Some scholars consider two of Mir`s masnavis (long narrative poems rhymed in couplets), Muamlat-e-ishq (The Stages of Love) and Khwab o khyal-e Mir ("Mir`s Vision"), written in the first person, as inspired by Mir`s own early love affairs, but it is by no means clear how autobiographical these accounts of a poet`s passionate love affair and descent into madness are. Especially, as France W. Pritchett points out, the austere portrait of Mir from these Masnavis must be juxtaposed against the picture drawn by Andalib Shadani, whose inquiry suggests a very different poet, given to unabashed eroticism in his verse

Mir lived much of his life in Mughal Delhi. Kuchha Chelan, in Old Delhi was his address at that time. However, after Ahmad Shah Abdali`s sack of Delhi each year starting 1748, he eventually moved to the court of Asaf-ud-Daulah in Lucknow, at the king`s invitation. Distressed to witness the plundering of his beloved Delhi, he gave vent to his feelings through some of his couplets.

Later Life of Mir Taqi Mir
Mir migrated to Lucknow in 1782 and remained there for the remainder of his life. Though he was given a kind welcome by Asaf-ud-Daulah, he found that he was considered old-fashioned by the courtiers of Lucknow (Mir, in turn, was contemptuous of the new Lucknow poetry, dismissing the poet Jurat`s work as merely `kissing and cuddling`). Mir`s relationships with his patron gradually grew strained, and he eventually severed his connections with the court. In his last years Mir was very isolated. His health failed, and the death of his daughter, son and wife caused him great distress.

He died, of a purgative overdose, on Friday, 21 September 1810. The marker of his burial place was removed in modern times when a railway was built over his grave.

Literary life of Mir Taqi Mir
His complete works called Kulliaat, comprises of six Diwans containing 13,585 couplets, comprising all kinds of poetic forms: Ghazal, Masnavi, Qasida, Rubai, mustezaad, satire, etc. Mir`s literary reputation is anchored on the ghazals in his Kulliyat-e-Mir, much of them on themes of love. His masnavi Muamlat-e-Ishq (The Stages of Love) is one of the greatest known love poems in Urdu literature.

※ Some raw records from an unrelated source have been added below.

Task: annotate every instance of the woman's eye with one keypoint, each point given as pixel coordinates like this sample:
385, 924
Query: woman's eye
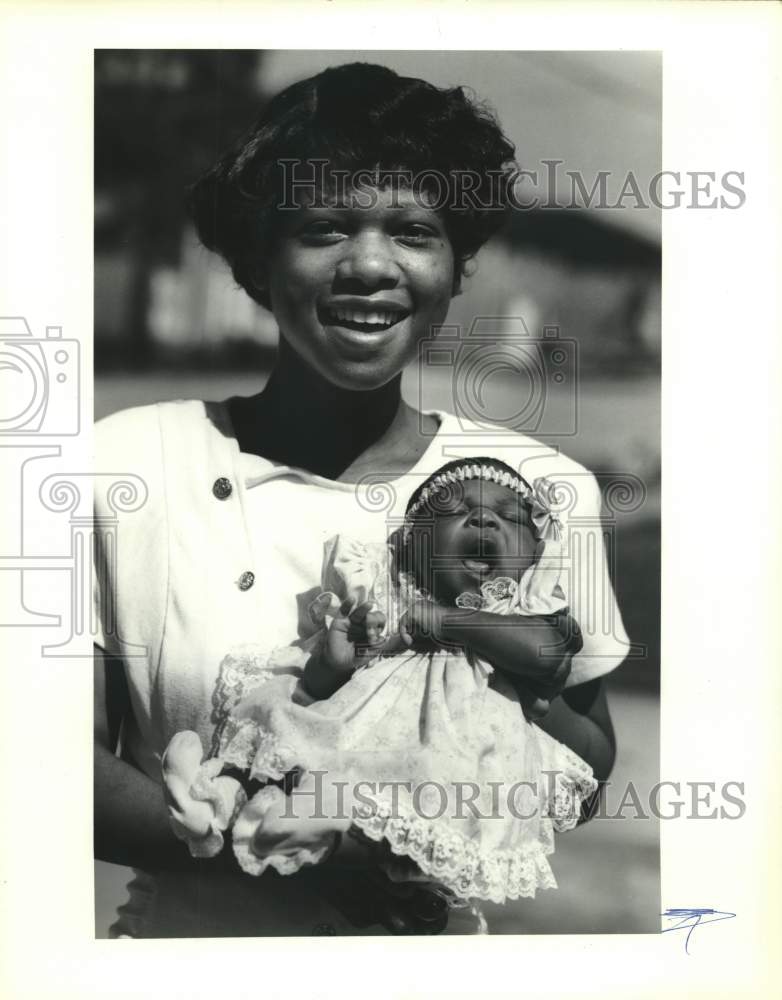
416, 234
322, 231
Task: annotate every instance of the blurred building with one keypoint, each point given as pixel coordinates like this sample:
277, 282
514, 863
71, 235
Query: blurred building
163, 117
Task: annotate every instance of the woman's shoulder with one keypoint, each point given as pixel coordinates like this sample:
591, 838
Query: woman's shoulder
140, 428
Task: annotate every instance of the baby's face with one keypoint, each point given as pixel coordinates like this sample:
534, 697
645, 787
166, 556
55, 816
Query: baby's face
480, 530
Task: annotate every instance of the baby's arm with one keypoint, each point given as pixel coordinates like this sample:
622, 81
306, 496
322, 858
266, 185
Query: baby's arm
536, 650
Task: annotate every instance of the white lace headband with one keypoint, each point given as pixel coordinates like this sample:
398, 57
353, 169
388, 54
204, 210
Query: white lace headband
546, 520
487, 472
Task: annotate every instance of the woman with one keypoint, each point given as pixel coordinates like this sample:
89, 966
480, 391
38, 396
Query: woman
357, 255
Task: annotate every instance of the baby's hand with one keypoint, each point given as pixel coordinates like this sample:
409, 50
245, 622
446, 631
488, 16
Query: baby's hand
422, 622
353, 637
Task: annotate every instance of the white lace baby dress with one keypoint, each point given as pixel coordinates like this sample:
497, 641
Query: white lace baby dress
431, 749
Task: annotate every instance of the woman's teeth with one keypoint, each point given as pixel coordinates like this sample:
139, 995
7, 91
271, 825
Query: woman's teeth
378, 319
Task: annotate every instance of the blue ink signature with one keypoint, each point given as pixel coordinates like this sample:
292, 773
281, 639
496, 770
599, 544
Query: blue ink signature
690, 919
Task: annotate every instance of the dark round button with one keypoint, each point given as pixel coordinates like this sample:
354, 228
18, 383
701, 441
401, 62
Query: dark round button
222, 488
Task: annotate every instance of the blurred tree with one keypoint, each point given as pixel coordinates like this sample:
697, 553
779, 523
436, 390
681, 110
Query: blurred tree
161, 118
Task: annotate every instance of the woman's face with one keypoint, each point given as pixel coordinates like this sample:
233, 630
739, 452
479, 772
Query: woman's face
356, 285
478, 530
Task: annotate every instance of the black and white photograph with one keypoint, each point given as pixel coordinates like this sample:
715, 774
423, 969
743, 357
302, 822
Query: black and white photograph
377, 335
388, 424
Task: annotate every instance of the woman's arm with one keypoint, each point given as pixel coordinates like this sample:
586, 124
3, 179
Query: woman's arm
130, 816
581, 720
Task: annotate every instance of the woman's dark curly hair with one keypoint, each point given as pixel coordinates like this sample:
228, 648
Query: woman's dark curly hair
357, 117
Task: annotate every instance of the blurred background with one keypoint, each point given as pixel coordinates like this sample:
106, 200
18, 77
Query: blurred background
170, 323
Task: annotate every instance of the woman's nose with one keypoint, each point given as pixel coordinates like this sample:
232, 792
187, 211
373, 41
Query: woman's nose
368, 263
482, 517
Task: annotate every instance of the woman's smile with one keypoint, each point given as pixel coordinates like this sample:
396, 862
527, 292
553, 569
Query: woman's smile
355, 288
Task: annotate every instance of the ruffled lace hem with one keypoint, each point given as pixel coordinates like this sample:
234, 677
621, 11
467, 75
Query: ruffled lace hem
566, 787
201, 803
454, 861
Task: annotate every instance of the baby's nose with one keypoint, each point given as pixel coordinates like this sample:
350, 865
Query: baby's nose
482, 517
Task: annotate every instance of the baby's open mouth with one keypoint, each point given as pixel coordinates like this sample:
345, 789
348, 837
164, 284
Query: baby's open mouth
362, 320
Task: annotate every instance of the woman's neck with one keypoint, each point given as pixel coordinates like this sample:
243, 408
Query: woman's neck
302, 420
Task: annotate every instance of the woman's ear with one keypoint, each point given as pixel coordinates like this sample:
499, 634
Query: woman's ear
259, 289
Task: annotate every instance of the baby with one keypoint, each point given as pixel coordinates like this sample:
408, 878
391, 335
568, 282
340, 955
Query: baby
422, 737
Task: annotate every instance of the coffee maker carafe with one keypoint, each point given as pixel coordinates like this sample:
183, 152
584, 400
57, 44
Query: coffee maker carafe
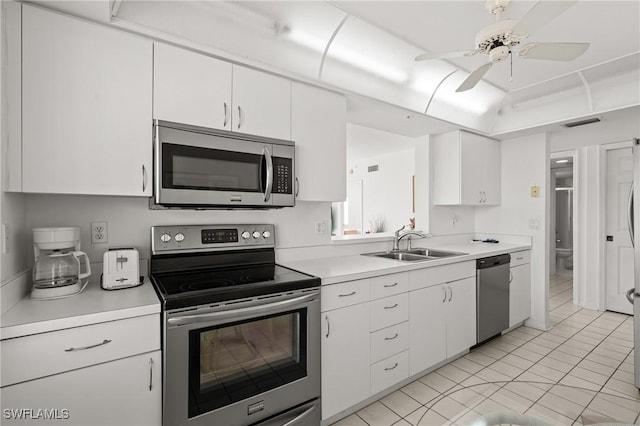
60, 268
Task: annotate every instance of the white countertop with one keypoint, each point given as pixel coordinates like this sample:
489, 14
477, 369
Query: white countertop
353, 267
93, 305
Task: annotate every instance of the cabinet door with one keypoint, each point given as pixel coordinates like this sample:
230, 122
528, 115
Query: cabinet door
123, 392
480, 170
191, 88
492, 173
261, 103
427, 322
345, 358
472, 167
318, 127
86, 107
520, 294
461, 316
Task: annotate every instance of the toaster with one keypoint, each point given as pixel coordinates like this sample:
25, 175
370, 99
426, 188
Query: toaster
120, 269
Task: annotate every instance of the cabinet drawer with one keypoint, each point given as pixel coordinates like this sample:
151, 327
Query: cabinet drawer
40, 355
344, 294
389, 341
388, 285
388, 372
520, 258
388, 311
428, 277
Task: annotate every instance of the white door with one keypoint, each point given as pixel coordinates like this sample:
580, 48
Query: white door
346, 378
427, 328
191, 88
86, 107
619, 251
261, 103
461, 315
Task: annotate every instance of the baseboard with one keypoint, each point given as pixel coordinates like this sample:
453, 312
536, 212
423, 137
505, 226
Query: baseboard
538, 325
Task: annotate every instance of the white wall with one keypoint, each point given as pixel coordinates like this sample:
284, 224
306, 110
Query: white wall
129, 220
387, 191
590, 143
525, 163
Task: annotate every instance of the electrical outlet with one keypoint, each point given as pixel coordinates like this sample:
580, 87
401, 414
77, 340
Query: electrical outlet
99, 233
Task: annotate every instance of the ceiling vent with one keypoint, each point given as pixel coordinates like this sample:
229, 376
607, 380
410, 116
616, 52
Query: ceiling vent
581, 122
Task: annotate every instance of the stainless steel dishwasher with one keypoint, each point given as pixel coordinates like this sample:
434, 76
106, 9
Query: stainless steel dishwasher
492, 290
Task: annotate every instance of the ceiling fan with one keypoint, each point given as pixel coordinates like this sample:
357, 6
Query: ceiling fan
498, 39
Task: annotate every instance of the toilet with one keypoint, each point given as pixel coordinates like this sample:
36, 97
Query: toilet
566, 256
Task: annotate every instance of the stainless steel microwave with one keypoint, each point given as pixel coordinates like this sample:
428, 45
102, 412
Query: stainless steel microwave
197, 167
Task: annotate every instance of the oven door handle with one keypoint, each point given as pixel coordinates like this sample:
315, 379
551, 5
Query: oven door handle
269, 178
234, 313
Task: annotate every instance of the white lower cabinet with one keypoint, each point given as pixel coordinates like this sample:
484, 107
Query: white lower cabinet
379, 331
388, 372
122, 392
345, 358
427, 328
520, 288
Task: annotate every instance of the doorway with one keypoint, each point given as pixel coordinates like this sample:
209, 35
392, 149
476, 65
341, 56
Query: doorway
618, 248
562, 231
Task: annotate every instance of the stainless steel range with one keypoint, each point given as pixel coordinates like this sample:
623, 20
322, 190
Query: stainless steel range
241, 335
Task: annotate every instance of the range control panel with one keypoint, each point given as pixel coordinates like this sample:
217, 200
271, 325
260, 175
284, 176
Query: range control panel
210, 237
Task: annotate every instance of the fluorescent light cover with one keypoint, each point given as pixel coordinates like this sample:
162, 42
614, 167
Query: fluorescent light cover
348, 56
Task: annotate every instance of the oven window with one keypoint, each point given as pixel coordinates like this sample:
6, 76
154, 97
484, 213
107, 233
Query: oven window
188, 167
235, 361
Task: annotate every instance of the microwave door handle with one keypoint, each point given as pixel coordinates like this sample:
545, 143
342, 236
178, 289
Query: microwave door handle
269, 183
630, 217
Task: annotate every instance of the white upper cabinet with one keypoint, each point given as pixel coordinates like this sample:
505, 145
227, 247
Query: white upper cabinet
261, 103
197, 89
318, 127
191, 88
86, 117
466, 169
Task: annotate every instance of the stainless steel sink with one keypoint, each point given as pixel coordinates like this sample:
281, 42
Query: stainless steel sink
415, 255
402, 256
434, 253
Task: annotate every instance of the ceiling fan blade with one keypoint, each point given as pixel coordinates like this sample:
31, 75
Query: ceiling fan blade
540, 14
553, 51
474, 78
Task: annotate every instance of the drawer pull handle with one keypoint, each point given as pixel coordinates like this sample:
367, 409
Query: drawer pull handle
150, 374
328, 327
104, 342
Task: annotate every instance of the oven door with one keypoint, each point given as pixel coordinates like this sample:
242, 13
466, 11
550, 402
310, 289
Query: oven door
203, 167
243, 362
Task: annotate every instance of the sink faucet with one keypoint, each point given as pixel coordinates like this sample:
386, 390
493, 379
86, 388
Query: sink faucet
398, 236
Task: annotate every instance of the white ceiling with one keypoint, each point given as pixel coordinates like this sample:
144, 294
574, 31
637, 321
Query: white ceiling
611, 27
380, 39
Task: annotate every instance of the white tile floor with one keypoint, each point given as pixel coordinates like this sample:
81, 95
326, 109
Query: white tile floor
578, 373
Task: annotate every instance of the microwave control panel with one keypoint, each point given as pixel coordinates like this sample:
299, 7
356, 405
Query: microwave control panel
283, 176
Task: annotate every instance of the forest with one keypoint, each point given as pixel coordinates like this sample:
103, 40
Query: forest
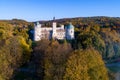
96, 43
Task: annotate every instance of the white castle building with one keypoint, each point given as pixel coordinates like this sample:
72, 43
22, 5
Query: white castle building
53, 32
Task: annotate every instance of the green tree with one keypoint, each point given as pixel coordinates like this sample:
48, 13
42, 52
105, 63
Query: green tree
85, 65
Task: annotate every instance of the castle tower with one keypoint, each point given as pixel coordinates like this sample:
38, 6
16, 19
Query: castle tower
54, 30
70, 32
37, 31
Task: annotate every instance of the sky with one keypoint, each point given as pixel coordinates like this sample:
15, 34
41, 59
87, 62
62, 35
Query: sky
34, 10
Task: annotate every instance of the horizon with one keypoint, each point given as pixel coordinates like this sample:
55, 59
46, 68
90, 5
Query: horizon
36, 10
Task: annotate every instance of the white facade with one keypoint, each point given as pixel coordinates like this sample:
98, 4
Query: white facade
54, 32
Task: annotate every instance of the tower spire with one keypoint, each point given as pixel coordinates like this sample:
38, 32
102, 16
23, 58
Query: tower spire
53, 18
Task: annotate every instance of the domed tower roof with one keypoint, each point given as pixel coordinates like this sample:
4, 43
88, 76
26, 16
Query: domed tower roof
70, 26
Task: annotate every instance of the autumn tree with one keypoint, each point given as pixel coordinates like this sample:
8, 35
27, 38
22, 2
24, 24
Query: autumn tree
85, 65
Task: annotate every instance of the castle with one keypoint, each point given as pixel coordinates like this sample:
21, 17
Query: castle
53, 32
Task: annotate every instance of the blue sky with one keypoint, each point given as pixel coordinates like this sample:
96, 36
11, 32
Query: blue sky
33, 10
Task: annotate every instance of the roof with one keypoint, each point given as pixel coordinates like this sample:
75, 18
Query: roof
70, 26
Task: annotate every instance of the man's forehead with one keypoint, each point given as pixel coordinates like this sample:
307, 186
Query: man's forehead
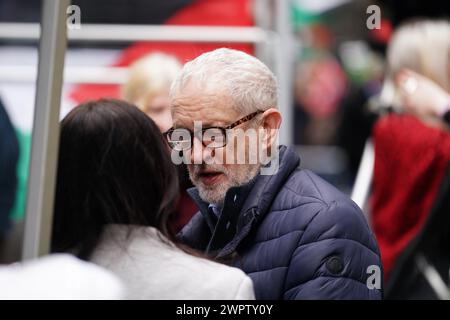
211, 109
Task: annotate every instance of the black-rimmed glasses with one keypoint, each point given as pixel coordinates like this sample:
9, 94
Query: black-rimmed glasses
181, 139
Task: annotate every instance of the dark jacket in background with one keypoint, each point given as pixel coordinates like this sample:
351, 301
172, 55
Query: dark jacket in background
294, 234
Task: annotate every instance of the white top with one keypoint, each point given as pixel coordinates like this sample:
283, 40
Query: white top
58, 276
151, 267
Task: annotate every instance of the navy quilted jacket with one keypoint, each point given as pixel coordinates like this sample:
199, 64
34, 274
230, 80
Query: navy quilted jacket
294, 234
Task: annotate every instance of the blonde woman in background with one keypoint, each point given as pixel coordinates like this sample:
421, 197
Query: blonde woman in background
410, 194
418, 72
148, 87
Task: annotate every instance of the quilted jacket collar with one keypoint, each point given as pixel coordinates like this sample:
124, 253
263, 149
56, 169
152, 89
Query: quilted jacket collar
244, 207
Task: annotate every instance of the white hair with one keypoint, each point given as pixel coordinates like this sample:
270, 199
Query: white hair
422, 46
249, 82
150, 75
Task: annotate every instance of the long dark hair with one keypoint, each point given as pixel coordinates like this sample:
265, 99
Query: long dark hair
114, 167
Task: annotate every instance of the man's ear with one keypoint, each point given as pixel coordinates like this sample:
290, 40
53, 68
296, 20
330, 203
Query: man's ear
270, 122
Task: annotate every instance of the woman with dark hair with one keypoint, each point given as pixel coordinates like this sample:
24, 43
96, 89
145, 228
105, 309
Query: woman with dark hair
116, 188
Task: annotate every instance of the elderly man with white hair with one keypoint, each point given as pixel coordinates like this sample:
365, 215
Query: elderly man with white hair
294, 234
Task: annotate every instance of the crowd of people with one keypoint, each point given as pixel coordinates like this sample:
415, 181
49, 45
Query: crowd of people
133, 173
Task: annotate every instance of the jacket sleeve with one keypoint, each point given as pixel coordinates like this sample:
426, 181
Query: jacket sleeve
336, 258
245, 290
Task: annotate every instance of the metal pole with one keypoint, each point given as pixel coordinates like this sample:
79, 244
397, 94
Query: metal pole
45, 139
122, 32
284, 69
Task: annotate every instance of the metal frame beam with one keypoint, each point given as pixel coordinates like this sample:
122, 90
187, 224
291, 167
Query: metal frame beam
45, 138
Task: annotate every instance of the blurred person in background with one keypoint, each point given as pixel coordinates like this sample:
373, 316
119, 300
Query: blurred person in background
9, 154
294, 234
424, 98
409, 205
58, 277
148, 87
115, 192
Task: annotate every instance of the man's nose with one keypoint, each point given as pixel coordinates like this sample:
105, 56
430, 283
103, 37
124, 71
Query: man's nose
197, 151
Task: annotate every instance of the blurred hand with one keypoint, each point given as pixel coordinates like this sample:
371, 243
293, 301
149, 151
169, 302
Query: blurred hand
421, 96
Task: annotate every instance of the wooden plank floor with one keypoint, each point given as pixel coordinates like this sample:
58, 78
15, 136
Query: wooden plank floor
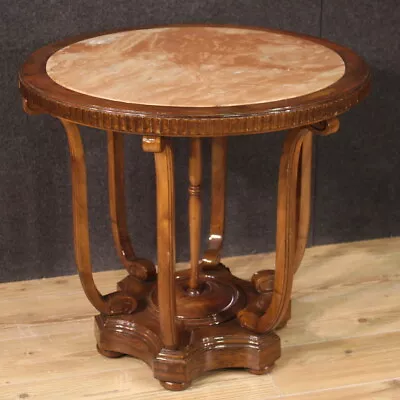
343, 341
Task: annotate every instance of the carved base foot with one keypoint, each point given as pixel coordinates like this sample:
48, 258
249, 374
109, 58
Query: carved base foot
208, 340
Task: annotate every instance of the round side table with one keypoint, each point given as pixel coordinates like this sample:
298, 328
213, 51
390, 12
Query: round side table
194, 81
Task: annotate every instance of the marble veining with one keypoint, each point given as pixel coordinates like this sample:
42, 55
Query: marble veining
195, 66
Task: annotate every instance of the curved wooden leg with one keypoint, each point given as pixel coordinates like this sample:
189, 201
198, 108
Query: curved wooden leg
113, 303
139, 268
215, 240
304, 199
195, 175
270, 312
272, 309
165, 237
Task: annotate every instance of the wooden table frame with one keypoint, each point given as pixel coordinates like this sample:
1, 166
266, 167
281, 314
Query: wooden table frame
204, 318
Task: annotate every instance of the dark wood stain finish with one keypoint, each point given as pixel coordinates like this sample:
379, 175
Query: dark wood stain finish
183, 324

Mir lived at a time when Urdu language and poetry was at a formative stage - and Mir`s instinctive aesthetic sense helped him strike a balance between the indigenous expression and new enrichment coming in from Persian imagery and idiom, to constitute the new elite language known as Rekhta or Hindui. Basing his language on his native Hindustani, he leavened it with a sprinkling of Persian diction and phraseology, and created a poetic language at once simple, natural and elegant, which was to guide generations of future poets.

The death of his family members, together with earlier setbacks (including the traumatic stages in Delhi), lend a strong pathos to much of Mir`s writing - and indeed Mir is noted for his poetry of pathos and melancholy.